What are AI loops? Let AI check and refine its own work

One prompt at a time, versus a loop

The usual way to use AI is a back-and-forth: you ask, it answers, you spot what is wrong, you ask again. You are steering every single step. A loop flips that around. You give the goal once, and the model runs the whole cycle itself, plans an approach, does the work, checks the result against the goal, and tries again if it is not there yet. You stop managing each step and start managing the outcome.

“You shouldn’t be prompting coding agents anymore. You should be designing loops that prompt your agents.” Peter Steinberger, on X

What a loop actually is

A prompt is a single instruction. A loop is a goal the model keeps working toward until it is complete. Instead of giving one answer and waiting for your next command, it runs the full cycle on its own:

Discover:work out what actually needs doing.
Plan:decide how to do it.
Execute:do the work.
Verify:check the result against the goal.
Iterate:not there yet? feed the result back in and go again.
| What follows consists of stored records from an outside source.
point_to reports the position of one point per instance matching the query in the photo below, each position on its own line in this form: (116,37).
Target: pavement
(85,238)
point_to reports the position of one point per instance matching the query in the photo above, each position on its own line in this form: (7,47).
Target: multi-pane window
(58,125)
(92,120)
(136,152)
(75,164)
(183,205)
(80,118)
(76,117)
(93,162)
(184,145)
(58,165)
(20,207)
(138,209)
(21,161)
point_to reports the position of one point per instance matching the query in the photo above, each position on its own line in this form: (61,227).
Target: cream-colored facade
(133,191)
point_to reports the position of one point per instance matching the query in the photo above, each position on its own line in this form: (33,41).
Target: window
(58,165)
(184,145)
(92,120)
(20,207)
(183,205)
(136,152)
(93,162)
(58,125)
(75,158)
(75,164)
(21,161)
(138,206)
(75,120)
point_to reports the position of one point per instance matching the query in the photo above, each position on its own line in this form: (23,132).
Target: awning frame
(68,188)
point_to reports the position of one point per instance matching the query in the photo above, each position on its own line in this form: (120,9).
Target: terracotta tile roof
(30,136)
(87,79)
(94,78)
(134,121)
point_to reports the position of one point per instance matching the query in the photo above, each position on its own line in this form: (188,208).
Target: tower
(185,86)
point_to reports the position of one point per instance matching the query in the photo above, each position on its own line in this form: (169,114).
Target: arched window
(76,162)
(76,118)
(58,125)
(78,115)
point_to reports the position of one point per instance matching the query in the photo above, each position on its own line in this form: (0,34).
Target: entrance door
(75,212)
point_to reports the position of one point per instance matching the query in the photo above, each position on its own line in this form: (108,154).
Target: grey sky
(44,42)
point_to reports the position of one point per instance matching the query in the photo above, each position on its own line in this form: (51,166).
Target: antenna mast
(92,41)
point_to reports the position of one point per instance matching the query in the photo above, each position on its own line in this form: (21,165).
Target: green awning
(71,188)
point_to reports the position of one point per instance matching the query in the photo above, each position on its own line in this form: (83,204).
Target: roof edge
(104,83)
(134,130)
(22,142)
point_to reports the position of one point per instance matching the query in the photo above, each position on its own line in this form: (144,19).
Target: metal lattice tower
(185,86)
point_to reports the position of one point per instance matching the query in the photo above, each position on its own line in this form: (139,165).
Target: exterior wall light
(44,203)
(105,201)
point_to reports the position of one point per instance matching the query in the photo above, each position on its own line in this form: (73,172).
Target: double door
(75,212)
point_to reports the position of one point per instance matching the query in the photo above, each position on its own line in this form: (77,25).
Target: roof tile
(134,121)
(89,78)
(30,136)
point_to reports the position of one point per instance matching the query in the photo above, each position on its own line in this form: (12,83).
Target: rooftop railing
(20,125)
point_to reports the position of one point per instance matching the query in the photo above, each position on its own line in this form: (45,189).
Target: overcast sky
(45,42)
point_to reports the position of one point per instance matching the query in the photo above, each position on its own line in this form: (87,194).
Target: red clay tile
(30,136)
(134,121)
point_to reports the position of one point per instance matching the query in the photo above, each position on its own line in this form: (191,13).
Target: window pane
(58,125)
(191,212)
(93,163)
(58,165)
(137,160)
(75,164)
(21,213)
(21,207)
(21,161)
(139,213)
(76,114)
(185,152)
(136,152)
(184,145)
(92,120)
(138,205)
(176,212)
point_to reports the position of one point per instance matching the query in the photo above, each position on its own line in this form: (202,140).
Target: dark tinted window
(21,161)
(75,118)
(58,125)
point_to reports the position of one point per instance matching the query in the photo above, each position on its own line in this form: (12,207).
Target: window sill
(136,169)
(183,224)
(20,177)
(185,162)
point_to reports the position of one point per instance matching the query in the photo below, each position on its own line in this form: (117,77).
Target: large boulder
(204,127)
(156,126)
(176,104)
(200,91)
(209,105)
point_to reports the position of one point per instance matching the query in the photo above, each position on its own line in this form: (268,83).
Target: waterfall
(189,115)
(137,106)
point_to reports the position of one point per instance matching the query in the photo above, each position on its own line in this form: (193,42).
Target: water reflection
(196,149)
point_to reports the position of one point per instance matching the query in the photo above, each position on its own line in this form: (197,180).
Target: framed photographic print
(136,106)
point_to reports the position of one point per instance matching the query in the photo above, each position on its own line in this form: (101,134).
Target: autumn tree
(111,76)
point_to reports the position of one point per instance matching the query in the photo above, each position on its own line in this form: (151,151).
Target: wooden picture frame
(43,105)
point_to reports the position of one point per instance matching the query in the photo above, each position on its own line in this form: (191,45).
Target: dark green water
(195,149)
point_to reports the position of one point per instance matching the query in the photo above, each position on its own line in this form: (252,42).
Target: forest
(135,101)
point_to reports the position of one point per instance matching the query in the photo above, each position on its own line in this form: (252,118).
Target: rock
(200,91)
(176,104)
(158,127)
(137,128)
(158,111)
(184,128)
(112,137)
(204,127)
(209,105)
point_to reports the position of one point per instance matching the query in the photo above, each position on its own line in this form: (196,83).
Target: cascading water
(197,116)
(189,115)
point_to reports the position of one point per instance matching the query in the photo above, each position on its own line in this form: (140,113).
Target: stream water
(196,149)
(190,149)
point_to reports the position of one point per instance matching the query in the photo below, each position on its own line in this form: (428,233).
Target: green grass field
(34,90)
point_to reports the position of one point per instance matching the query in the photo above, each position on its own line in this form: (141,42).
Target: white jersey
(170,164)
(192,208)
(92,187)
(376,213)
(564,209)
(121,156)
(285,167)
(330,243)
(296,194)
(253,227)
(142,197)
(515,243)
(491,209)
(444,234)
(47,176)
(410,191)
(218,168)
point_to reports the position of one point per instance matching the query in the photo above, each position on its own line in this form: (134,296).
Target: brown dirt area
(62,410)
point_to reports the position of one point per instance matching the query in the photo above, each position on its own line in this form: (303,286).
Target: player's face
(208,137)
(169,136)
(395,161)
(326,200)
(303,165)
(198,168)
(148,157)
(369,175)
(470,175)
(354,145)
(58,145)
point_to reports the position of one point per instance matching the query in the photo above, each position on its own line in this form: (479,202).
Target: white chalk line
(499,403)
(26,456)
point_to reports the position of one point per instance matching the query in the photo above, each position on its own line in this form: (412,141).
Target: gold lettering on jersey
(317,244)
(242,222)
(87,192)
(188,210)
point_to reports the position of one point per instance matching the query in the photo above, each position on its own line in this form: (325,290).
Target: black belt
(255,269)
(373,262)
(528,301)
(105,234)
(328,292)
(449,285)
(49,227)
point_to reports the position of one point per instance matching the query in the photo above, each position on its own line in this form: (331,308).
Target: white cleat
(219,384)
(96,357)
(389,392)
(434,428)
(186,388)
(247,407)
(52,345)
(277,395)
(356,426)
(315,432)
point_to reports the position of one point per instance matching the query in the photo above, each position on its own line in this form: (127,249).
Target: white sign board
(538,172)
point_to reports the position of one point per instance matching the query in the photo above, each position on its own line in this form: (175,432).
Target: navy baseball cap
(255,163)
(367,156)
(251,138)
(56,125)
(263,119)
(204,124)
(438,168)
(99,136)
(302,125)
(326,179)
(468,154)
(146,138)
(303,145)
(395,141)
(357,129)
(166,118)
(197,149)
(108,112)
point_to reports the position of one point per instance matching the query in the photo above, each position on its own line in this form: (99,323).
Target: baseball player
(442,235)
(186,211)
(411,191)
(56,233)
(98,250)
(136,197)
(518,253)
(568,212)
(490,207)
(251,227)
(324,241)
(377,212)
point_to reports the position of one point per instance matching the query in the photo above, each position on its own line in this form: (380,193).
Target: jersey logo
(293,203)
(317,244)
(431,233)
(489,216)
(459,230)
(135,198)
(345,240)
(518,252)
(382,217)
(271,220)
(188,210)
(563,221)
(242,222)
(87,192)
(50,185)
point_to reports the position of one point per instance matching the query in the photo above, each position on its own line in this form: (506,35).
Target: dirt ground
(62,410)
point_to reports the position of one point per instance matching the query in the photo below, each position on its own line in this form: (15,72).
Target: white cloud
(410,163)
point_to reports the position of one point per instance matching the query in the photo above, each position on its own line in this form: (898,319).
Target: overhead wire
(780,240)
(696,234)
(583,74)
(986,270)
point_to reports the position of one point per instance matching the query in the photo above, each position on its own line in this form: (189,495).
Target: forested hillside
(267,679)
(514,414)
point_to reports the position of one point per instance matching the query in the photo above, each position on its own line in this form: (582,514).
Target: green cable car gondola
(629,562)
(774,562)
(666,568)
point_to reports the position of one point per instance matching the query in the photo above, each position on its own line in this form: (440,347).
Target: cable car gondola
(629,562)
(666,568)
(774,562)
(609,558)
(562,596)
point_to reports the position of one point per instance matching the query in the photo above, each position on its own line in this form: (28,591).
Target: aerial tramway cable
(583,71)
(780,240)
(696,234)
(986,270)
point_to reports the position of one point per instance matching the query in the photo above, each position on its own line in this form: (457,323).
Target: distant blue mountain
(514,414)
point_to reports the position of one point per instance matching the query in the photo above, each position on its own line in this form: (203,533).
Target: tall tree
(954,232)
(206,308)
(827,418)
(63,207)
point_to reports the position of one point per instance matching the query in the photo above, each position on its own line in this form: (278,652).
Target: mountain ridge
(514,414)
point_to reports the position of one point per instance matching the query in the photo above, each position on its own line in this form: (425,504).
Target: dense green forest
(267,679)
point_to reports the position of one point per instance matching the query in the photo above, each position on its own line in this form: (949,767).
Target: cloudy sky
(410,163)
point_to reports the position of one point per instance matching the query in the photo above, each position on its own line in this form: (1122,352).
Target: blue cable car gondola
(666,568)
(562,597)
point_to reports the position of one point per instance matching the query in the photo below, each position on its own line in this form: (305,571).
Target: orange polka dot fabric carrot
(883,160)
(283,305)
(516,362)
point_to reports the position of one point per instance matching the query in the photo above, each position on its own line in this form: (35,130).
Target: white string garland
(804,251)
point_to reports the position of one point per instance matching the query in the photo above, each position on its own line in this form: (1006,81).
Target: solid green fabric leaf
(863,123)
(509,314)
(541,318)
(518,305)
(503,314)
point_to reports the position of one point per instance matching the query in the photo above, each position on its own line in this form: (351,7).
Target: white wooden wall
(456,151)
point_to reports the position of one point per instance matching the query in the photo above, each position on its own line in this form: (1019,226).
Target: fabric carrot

Five steps, but three of them carry the whole thing, and they are exactly where people go wrong.

The three pieces that make it work

Verify is the core. Without a real check on its output, a model just produces something and approves its own homework. Progress only happens when there is a true gate, a test, a measurable metric, or a strict rubric, that the work has to pass. No gate, no loop, just expensive repetition.

State is what stops it going in circles. The loop has to remember what it already tried, so each round builds on the last instead of restarting from zero. That memory is what turns repetition into progress. (It is the same idea as agent memory.)

A stop condition keeps it under control. Every loop needs a clear definition of success and a hard limit, or it will happily run, and spend, forever. So the real difference is this: a prompt gives an instruction; a loop gives a job, a way to judge success, a memory of progress, and a rule for when to stop.

Do you even need one?

Most write-ups explain how loops work and skip the more useful question: when are they not worth it? A loop only earns its complexity when all four of these are true:

The task repeats, so the setup cost pays off over time.
There is an automatic way to reject bad output, a test, a rule, or a validator.
The agent can run end to end without you stepping in constantly.
Success is objective, so “done” can be decided without a judgment call.

Miss any one and a loop becomes over-engineering. For a one-off task, or anything where “good” is a matter of taste, a single well-structured prompt is the better tool. Loops are powerful, but only when the problem actually fits them.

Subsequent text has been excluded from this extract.